Mr Biden reversed the US position on sharing vaccine patents with other countries, urging the World Trade Organization to waive intellectual property provisions to speed up the manufacturing of vaccines in poor countries that have not accessed doses from pharmaceutical companies that have held effective monopolies on their production.
The announcement also follows updated CDC guidance for fully vaccinated Americans, which the government says do not need to wear masks in most indoor and outdoor situations, as states begin to relax restrictions amid declining numbers of confirmed infections, hospitalisations and deaths from the coronavirus.
The landmark change in guidance was a surprise to epidemiologists and public health experts who have argued that voluntarily wearing face coverings function as an effective, unobtrusive measure to drastically reduce infection rates, and that removing the guidelines under an honour system could prompt unvaccinated people to stop wearing them altogether.
White House press secretary Jen Psaki defended the move on Monday.
“There is going to be a determination about implementation and there are going to be populations and communities where they take a different approach to implementation, because a lot of it is going to be based on the level of vaccination, the level in each community,” she told reporters at the White House. “We certainly respect and value that, but it is still our view is that science is the North Star.”

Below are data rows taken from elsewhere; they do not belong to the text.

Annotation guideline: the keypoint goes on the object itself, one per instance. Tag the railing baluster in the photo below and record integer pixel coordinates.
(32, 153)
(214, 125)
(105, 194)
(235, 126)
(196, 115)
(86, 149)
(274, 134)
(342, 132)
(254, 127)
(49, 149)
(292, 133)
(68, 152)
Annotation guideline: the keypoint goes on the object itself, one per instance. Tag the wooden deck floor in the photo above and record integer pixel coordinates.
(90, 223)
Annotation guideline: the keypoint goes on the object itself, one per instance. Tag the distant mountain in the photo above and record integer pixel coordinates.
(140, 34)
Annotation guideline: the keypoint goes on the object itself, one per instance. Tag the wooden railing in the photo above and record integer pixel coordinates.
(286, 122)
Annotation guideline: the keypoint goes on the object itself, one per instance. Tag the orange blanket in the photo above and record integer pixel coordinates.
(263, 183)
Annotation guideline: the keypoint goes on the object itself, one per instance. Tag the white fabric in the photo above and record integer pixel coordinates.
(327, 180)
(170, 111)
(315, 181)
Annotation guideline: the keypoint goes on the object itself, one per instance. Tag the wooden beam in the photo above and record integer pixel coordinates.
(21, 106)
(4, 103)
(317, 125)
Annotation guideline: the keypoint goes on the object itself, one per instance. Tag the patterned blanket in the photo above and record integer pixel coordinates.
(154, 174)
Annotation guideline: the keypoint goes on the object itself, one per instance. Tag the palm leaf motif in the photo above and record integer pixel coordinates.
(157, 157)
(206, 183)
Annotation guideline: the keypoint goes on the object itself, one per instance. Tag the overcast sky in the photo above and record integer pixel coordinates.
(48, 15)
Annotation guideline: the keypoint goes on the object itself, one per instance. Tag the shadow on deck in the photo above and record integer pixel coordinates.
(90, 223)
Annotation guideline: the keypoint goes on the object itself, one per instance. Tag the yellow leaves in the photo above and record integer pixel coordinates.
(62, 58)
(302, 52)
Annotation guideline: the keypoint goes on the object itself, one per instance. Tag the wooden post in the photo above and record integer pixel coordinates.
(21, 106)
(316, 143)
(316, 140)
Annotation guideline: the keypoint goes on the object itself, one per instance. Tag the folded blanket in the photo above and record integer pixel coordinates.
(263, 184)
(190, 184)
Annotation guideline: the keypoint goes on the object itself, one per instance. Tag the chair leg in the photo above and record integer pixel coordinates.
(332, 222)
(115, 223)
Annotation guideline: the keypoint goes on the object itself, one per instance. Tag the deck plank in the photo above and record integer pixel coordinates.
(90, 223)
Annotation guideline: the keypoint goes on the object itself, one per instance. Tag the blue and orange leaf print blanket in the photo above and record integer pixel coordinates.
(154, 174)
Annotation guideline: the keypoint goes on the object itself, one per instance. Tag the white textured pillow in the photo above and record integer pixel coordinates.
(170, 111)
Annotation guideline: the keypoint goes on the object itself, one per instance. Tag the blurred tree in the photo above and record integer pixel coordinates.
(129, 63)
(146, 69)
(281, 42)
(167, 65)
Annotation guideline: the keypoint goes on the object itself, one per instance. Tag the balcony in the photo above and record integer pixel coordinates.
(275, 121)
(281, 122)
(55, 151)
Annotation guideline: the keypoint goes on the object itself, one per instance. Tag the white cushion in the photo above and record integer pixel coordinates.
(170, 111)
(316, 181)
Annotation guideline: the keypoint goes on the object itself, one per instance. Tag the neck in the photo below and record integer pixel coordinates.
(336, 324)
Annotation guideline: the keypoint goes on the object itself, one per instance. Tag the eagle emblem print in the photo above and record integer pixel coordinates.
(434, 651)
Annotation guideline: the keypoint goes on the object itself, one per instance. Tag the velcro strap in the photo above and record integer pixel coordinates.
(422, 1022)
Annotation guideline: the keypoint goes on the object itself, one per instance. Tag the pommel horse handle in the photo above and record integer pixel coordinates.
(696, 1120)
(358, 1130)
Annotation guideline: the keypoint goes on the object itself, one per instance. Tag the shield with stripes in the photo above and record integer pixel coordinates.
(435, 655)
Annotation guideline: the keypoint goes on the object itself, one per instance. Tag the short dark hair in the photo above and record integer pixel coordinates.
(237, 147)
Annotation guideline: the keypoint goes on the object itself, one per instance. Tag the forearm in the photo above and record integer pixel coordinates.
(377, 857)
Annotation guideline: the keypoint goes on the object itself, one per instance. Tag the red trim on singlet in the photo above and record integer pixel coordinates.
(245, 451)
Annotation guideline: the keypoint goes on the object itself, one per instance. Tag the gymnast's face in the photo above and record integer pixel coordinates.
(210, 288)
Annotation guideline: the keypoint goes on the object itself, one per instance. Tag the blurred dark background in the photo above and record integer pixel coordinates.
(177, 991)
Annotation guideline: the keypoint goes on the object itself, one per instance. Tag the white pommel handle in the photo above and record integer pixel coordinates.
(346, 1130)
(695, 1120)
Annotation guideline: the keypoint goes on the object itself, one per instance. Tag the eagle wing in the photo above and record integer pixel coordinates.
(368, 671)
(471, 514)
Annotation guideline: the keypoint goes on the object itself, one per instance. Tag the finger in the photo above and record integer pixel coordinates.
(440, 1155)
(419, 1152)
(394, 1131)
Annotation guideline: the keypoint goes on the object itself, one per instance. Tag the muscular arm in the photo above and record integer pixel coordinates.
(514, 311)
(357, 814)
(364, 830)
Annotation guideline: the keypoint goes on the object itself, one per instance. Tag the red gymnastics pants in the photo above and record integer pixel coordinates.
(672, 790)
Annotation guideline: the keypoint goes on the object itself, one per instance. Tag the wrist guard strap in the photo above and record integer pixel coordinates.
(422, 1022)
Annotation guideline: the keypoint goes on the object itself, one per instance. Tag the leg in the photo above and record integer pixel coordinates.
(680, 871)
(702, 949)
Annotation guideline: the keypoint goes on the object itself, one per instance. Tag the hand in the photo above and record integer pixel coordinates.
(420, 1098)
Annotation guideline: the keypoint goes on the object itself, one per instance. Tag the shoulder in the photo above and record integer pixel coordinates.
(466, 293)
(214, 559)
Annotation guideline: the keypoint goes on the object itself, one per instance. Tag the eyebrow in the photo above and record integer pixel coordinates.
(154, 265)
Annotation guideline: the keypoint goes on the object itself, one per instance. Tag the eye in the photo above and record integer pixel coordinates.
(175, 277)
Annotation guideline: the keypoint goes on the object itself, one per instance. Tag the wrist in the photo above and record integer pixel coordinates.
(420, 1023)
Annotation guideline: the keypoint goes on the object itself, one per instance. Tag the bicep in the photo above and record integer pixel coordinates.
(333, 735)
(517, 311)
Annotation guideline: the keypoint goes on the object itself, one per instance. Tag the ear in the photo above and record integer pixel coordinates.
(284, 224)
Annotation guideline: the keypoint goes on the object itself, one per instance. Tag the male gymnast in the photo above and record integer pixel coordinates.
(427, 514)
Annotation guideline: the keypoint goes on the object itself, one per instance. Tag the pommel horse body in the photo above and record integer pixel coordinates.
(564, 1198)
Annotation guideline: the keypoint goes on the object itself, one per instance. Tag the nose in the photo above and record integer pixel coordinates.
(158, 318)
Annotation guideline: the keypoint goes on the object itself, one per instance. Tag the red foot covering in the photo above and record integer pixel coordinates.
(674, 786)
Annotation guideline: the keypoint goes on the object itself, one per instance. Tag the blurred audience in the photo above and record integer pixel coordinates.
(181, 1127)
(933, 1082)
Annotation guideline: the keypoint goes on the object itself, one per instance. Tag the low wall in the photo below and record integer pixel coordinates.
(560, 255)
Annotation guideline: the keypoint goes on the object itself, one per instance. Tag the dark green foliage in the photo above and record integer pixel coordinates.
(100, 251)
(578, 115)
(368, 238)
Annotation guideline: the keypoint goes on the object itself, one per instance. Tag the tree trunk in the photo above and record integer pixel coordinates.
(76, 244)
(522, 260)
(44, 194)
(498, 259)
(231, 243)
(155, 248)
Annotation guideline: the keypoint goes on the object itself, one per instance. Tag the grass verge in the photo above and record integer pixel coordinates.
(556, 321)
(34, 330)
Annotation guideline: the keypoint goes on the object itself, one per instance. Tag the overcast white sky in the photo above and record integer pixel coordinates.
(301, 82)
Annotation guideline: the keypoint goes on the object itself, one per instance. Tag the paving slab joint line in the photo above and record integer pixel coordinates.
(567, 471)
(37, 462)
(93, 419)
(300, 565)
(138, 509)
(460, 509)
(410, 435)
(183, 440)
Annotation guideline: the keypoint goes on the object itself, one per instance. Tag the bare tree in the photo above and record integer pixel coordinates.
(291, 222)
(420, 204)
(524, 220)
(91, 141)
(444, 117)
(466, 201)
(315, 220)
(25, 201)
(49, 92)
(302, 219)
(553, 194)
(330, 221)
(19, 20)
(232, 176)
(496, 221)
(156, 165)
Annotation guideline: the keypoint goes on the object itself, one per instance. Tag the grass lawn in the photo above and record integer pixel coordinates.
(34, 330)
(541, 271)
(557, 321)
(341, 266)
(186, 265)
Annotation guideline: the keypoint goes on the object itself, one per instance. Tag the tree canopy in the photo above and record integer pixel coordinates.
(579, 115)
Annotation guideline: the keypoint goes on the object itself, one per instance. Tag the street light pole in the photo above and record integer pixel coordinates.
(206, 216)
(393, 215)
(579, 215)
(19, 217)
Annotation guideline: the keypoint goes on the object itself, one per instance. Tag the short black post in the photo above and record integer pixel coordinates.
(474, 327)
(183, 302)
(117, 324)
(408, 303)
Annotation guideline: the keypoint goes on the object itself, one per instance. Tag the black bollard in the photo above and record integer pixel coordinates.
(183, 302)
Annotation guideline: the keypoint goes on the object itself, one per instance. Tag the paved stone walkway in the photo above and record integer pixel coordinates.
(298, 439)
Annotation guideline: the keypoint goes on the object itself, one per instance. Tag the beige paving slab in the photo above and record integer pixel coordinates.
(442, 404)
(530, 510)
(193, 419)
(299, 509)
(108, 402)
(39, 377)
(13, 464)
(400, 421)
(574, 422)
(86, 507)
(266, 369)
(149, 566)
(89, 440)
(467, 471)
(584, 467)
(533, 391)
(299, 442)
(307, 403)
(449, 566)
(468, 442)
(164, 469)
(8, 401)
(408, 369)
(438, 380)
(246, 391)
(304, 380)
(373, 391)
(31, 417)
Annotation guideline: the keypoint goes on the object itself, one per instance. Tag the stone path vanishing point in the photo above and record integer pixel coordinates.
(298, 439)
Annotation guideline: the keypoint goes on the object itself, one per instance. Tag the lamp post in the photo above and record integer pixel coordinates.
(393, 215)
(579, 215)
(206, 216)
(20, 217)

National Nurses United, one of the nation’s largest health unions, has called on the CDC to revise its guidelines.
Mr Biden urged Americans to “be kind and respectful” to people who choose to continue to wear face coverings.
“Above all, let’s work together though to meet the target” of 70 per cent of adult Americans to get at least one vaccine dose by July 4, a goal-setting date Mr Biden has set as a nationwide beginning to the gradual return to normalcy from the public health crisis.